Political Activism and Intersectionality


Given the climate of the political world currently, it can come off frustrating to some when the topic of political activism arises. First, it is distressing because it is difficult to find where to start. You cannot just walk into the street and scream for a change. It just does not work that way. Second, some people do not know what movement speaks to them. Social justice is a weird topic because it directly affects the identity of some people. As a gay man, LGBT activism ought to be prioritized. People of color would probably be influenced to promote the Black Lives Matter movement. Feminist movements and women’s reproductive rights may appeal to women first before anyone else. All of these movements are of equal importance, but what happens when you are encouraged to be in two movements with counteractive goals? This is what I aim to tackle today.

The goal of this blog today is to clarify that there is no wrong option when choosing political goals; there is a right way to go about political activism though. Part of what makes the collection of political movements hard to choose from is that there is so many from veteran support, feeding the homeless, and promoting cleaner energy to large movements such as Black Lives Matter, Trans rights, and Women’s reproductive rights. Unfortunately there seems to be this mindset that once you have picked a movement to support, it is as if you cannot be in other movements. Surely, I hope that you all know that this is not the case.

What make deciding political movements to be a part of is the clashing between movements. Everyone in political activism often believes that the movement that they are working on individually is THEE most important movement at the time. This constant battling over who is more oppressed (I once heard someone refer to it as the Oppression Olympics) takes away from the movements themselves and really everyone is just harming each other’s movements. If LGBT rights are clashing with feminist movements, neither of them grow exponentially. They both just restrict each other.

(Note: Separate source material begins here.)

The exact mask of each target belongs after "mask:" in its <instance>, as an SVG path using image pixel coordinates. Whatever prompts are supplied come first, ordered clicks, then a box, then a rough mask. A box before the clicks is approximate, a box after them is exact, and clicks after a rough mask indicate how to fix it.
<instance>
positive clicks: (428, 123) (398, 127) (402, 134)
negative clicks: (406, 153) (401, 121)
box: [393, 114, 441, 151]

The point I would like to get across is that every political activist movement is aimed to undermine the society we already live in that oppresses or damages its citizens. Belittling or dismantling another activist group just because it does not have the same initial goals as yours seems foolish given that they’re undermining systemic oppression from a different angle. It does not matter which group one ends up in support with but what does matter is that everyone all supports each other in their endeavors to undermine the same thing. If there is an injustice done to one group, it must be felt by other groups. Isolation and being put against each other is what got us into this mess to begin with. Isolating and putting groups against each other is not going to solve it.